In 2016, the Paris agreement was signed.
As we reflect on the progress made since then it’s important to ask ourselves – are our existing policies and actions effective enough? While the agreement was a significant milestone, it’s clear that signing it was only the first step in a long journey towards combatting climate change.
What is The Paris Agreement?
The Paris Agreement is a global agreement between countries to work together to tackle climate change. It was signed in 2015 and aims to limit global warming below 2 degrees Celsius above pre-industrial levels and to pursue efforts to limit the temperature increase to 1.5 degrees Celsius.
To achieve this goal, each country sets its own targets for reducing greenhouse gas emissions and works to achieve them. Countries also cooperate to support each other’s efforts through technology transfer, financial assistance, and capacity building.

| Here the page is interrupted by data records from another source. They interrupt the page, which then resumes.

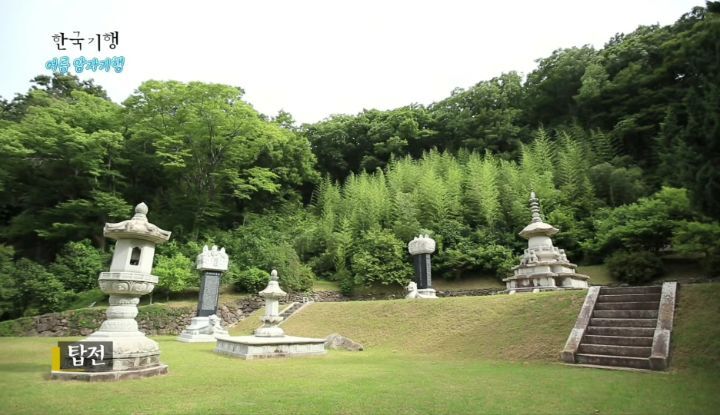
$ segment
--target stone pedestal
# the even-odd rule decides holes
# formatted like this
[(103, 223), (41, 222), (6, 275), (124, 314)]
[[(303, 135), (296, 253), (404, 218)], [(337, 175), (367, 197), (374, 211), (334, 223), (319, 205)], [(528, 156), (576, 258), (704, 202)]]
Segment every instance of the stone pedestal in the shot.
[(220, 317), (213, 314), (208, 317), (193, 317), (177, 340), (184, 343), (212, 343), (216, 336), (227, 335), (227, 330), (220, 325)]
[(52, 379), (118, 380), (167, 372), (167, 366), (160, 363), (160, 346), (140, 332), (135, 321), (140, 296), (152, 292), (158, 282), (158, 277), (150, 274), (155, 245), (170, 238), (170, 232), (148, 222), (147, 211), (141, 203), (132, 219), (107, 223), (103, 230), (105, 237), (118, 241), (110, 272), (102, 272), (98, 278), (100, 289), (110, 295), (110, 306), (100, 329), (82, 341), (112, 342), (112, 370), (52, 371)]
[(217, 316), (218, 299), (220, 297), (220, 280), (227, 271), (229, 257), (225, 248), (218, 250), (217, 246), (208, 249), (203, 247), (202, 253), (197, 256), (197, 269), (201, 272), (200, 293), (197, 306), (197, 317), (177, 337), (178, 341), (185, 343), (210, 343), (215, 341), (216, 335), (227, 336), (227, 330), (222, 328), (222, 321)]
[(322, 356), (326, 354), (325, 339), (308, 337), (218, 336), (215, 353), (240, 359)]

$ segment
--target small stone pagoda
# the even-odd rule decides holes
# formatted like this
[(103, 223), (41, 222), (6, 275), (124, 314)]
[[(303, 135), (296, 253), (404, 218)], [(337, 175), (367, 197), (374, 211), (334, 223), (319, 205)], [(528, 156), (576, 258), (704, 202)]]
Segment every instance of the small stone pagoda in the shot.
[(551, 236), (559, 232), (540, 217), (540, 202), (530, 193), (532, 221), (520, 236), (528, 240), (528, 247), (513, 268), (512, 277), (503, 279), (507, 292), (550, 291), (587, 288), (590, 277), (575, 272), (577, 265), (568, 261), (564, 249), (553, 246)]
[(285, 298), (287, 293), (280, 288), (276, 270), (272, 270), (267, 287), (258, 294), (265, 299), (262, 327), (255, 330), (252, 336), (216, 336), (215, 353), (246, 360), (321, 356), (326, 353), (325, 339), (288, 336), (278, 326), (283, 321), (279, 314), (280, 299)]

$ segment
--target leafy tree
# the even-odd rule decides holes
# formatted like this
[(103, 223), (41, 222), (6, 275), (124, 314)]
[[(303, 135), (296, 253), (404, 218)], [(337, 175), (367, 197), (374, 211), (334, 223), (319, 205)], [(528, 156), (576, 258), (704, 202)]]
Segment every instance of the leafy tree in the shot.
[[(125, 101), (130, 158), (169, 185), (159, 204), (184, 208), (165, 220), (190, 237), (238, 220), (243, 209), (296, 199), (296, 189), (317, 178), (308, 142), (264, 121), (242, 95), (227, 85), (147, 81)], [(138, 194), (158, 193), (128, 176)]]
[(720, 273), (720, 224), (685, 221), (676, 228), (673, 248), (683, 254), (702, 254), (703, 269), (709, 276)]
[(693, 219), (687, 190), (664, 187), (648, 198), (613, 210), (595, 220), (595, 237), (585, 244), (591, 254), (617, 250), (651, 251), (668, 247), (678, 221)]
[(39, 259), (68, 239), (102, 246), (102, 224), (127, 206), (116, 192), (119, 107), (81, 90), (59, 95), (33, 90), (22, 117), (0, 124), (0, 237)]
[(479, 82), (468, 90), (454, 90), (430, 107), (434, 129), (443, 138), (439, 148), (513, 154), (523, 132), (522, 99), (521, 77), (516, 72)]
[(18, 286), (12, 278), (14, 255), (12, 247), (0, 245), (0, 320), (16, 317), (18, 313)]
[[(598, 70), (597, 52), (591, 46), (557, 49), (547, 58), (539, 59), (538, 67), (525, 82), (527, 117), (532, 125), (558, 125), (577, 116), (574, 97), (582, 87), (588, 94), (589, 77)], [(591, 73), (585, 76), (587, 69)], [(597, 83), (601, 83), (600, 79)]]
[(81, 292), (97, 286), (100, 272), (109, 256), (92, 246), (88, 239), (68, 242), (50, 265), (50, 272), (70, 291)]
[(68, 298), (62, 282), (27, 258), (15, 261), (3, 280), (2, 286), (9, 288), (3, 300), (12, 304), (5, 313), (10, 318), (59, 311)]

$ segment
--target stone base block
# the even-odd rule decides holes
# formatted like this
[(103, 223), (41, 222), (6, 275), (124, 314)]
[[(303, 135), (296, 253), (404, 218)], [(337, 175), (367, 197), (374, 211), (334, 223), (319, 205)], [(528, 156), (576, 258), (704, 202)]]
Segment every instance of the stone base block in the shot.
[(417, 298), (437, 298), (434, 288), (418, 288)]
[(325, 339), (308, 337), (234, 336), (217, 338), (215, 353), (241, 359), (269, 359), (276, 357), (322, 356)]
[(139, 379), (150, 376), (164, 375), (168, 372), (167, 365), (158, 365), (142, 369), (112, 370), (109, 372), (65, 372), (53, 370), (50, 372), (52, 380), (80, 380), (84, 382), (112, 382), (125, 379)]
[(112, 368), (114, 372), (127, 370), (142, 370), (160, 365), (160, 353), (138, 354), (131, 357), (113, 357)]
[(508, 288), (503, 291), (506, 294), (515, 293), (540, 293), (545, 291), (560, 291), (560, 290), (582, 290), (583, 288), (570, 288), (570, 287), (522, 287), (522, 288)]
[(190, 325), (177, 337), (184, 343), (214, 343), (215, 336), (227, 336), (227, 330), (214, 325), (210, 317), (193, 317)]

The Paris Agreement recognizes that climate change is a global problem that requires a global solution, and it provides a framework for countries to work together to address the issue. It is an important step towards a sustainable future and protecting the planet for future generations.
The Conference of Parties (COP) serves as a platform for representatives from around the world to set new goals and take concrete steps towards achieving them. But is this enough? Are we really making progress towards our goals? Or are we simply going through the motions, attending conferences and making pledges that never come to fruition?
Over the years, there have been numerous promises made at the Conference of Parties (COP) that have yet to be fully realized. One such example is the promise made at COP21 in Paris in 2015 to mobilize $100 billion per year by 2020 to help developing countries address the impacts of climate change.
While progress has been made towards this goal, the reality is that as of 2021, the $100 billion per year target has not been met. According to the Organization for Economic Co-operation and Development (OECD), climate finance flows to developing countries reached $78.9 billion in 2018, but this is still far short of the $100 billion target.
Furthermore, while it’s important for governments and businesses to take action, it’s equally important for individuals to do their part. The youth have been particularly vocal in demanding action, but are we really listening to them? Are we taking their demands seriously, and are we doing enough to engage them in the fight against climate change?
And when we consider the lack of engagement with climate change in the curriculum of many schools, particularly in developing countries, we must ask ourselves – are we really doing enough to educate future generations about the importance of this issue? Or are we leaving them to face the consequences of our inaction?
These are important questions that we must ask ourselves as we continue our efforts to combat climate change. It’s up to all of us – governments, businesses, and individuals – to take concrete steps towards achieving our goals. So let’s not just talk about the problem – let’s take action and make a real difference.
Are there consequences of climate change ?
According to the United Nations, the impacts of climate change are expected to cost Africa up to 3% of its GDP by 2030, with an estimated 1.5 million people being forced into poverty every year. In addition, the World Bank reports that climate change could push an additional 100 million people in sub-Saharan Africa into extreme poverty by 2030.
These statistics are alarming, and they underscore the urgent need for action. It’s not just about protecting the environment – it’s also about protecting the livelihoods and well-being of millions of people across the continent.
One example of people suffering the consequences of climate change despite not directly contributing to it is the story of Magdalene.
Magdalene used to rely on her farm for her livelihood, but as droughts have become more frequent and severe due to climate change, her crops have been destroyed. She now struggles to feed her family and send her children to school. Magdalene is just one of many small-scale farmers in Africa who are being hit hard by climate change.
We cannot afford to ignore the impact of climate change on individuals and communities like Magdalene’s.
Until we do more than just talk, there will continue to be cases far worse than that of Magdalene.
We need to take bold and decisive action to mitigate the worst effects of climate change and build a more resilient future for all.